Turbulence properties and global regularity of a modified Navier-Stokes equation

TL;DR

This paper introduces a modified Navier-Stokes equation with infinite conserved quantities, analyzes its turbulence properties through numerical simulations, and proves global well-posedness for smooth initial data.

Contribution

The paper presents a new modified Navier-Stokes equation with conserved quantities and demonstrates its turbulence characteristics and global regularity results.

Findings

Dissipative structures are curled vortex sheets instead of vortex tubes.

Scaling of structure functions aligns with She-Lévéque phenomenology.

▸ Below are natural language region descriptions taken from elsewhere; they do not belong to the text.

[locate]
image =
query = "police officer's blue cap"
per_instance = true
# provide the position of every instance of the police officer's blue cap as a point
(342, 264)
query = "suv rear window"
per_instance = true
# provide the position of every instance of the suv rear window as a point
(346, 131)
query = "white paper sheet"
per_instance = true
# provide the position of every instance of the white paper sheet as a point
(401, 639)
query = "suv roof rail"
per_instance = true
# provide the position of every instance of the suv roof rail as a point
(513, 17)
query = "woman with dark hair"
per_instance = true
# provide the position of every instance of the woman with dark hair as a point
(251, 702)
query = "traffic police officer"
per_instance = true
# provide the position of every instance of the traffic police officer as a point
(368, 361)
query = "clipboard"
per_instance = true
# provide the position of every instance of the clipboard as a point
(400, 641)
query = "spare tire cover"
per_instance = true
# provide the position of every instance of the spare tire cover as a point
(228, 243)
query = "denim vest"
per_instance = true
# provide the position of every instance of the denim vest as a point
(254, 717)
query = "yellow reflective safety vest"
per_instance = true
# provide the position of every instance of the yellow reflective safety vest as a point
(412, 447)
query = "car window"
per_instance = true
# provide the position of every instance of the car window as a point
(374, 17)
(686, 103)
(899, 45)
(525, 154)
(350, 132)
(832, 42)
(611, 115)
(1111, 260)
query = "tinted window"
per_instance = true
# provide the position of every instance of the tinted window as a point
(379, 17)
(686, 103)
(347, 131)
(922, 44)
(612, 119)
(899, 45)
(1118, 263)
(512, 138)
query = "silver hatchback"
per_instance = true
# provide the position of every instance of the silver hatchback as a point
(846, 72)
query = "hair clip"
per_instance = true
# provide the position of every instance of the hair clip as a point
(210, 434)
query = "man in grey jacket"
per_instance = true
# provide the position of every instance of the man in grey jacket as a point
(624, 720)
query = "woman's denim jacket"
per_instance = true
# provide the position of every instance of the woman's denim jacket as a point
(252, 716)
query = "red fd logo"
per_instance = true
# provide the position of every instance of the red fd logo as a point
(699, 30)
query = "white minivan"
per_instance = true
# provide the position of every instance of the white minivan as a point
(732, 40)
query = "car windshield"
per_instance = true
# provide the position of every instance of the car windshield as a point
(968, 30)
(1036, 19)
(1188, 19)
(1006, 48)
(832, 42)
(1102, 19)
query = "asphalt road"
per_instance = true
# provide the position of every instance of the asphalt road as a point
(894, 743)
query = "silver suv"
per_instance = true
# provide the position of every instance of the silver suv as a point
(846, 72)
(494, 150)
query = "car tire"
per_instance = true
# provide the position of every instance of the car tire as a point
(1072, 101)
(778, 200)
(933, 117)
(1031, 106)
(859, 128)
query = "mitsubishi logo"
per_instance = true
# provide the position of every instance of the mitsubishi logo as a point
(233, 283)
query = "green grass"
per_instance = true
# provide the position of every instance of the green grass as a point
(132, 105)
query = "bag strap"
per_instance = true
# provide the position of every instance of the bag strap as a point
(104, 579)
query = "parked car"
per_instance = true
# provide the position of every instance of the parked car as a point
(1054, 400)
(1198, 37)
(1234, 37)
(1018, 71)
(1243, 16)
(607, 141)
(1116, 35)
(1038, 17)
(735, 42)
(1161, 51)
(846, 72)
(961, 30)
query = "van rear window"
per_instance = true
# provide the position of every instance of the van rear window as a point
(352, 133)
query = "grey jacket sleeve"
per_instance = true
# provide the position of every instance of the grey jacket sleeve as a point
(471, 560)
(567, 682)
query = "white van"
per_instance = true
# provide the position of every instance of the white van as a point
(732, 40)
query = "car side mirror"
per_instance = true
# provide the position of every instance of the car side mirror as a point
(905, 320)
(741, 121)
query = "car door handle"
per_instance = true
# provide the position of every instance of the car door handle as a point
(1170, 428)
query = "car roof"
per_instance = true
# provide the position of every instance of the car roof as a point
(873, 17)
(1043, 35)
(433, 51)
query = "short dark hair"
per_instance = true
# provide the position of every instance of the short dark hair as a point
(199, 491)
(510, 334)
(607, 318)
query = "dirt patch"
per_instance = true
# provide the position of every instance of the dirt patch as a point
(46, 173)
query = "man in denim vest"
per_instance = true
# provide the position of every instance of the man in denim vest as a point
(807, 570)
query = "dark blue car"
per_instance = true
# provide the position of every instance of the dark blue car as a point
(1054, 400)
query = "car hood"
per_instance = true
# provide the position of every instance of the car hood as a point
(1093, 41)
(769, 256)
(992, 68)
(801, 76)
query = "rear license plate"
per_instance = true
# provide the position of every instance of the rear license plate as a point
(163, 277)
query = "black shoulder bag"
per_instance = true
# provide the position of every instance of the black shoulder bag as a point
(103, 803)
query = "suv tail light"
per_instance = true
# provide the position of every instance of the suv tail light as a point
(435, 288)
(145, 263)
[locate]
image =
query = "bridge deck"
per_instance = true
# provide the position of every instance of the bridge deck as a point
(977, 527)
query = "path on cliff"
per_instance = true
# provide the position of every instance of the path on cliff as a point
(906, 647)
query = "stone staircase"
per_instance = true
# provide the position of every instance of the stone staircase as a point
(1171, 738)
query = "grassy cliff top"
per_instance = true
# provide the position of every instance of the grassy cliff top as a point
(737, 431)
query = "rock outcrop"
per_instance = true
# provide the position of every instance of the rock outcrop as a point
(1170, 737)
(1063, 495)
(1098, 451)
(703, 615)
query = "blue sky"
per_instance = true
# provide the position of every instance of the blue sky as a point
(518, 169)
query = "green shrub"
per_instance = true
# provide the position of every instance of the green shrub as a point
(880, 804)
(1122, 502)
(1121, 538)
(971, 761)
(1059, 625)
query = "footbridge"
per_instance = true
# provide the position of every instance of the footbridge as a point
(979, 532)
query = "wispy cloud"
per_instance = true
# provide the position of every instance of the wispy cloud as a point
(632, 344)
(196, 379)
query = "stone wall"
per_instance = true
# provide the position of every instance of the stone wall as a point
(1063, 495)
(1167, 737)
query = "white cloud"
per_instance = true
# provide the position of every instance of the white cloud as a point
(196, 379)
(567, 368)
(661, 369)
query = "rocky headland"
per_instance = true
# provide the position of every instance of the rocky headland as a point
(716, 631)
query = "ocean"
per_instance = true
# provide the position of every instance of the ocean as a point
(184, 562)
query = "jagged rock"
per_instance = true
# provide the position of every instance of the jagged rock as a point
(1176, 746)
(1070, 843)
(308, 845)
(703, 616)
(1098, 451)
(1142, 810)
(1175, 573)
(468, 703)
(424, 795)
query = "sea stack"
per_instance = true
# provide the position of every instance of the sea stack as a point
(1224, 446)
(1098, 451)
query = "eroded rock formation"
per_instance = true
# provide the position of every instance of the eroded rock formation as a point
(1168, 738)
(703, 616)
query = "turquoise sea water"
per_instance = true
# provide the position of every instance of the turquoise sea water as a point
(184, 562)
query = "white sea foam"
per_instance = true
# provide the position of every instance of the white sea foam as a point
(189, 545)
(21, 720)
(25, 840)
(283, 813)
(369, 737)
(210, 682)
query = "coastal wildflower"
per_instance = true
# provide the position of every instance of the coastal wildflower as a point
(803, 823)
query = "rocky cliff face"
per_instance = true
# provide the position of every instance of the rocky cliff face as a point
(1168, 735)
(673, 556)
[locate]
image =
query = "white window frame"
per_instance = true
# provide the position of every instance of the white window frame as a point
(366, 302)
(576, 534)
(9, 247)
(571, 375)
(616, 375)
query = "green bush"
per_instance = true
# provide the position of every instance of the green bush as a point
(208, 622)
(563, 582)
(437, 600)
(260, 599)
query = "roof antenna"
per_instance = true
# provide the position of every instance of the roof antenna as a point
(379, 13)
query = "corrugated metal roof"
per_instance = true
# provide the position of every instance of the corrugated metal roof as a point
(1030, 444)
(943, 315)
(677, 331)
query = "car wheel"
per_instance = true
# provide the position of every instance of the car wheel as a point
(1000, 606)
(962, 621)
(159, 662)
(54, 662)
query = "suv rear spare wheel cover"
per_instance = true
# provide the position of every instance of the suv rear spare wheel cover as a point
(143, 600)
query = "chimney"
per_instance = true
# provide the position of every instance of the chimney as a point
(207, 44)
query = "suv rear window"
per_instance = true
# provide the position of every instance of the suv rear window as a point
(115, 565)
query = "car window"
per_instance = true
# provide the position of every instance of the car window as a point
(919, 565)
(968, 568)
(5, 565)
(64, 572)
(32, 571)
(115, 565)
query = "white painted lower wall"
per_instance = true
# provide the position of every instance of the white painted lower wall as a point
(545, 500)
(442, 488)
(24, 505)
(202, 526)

Global well-posedness established for smooth initial conditions.

Abstract

We introduce a modification of the Navier-Stokes equation that has the remarkable property of possessing an infinite number of conserved quantities in the inviscid limit. This new equation is studied numerically and turbulence properties are analyzed concerning energy spectra and scaling of structure functions. The dissipative structures arising in this new equation are curled vortex sheets contrary to vortex tubes arising in Navier-Stokes turbulence. The numerically calculated scaling of structure functions is compared with a phenomenological model based on the She-L\'ev\^eque approach. Finally, for this equation we demonstrate global well-posedness for sufficiently smooth initial conditions in the periodic case and in $\mathbb R^3$. The key feature is the availability of an additional estimate which shows that the $L^4$-norm of the velocity field remains finite.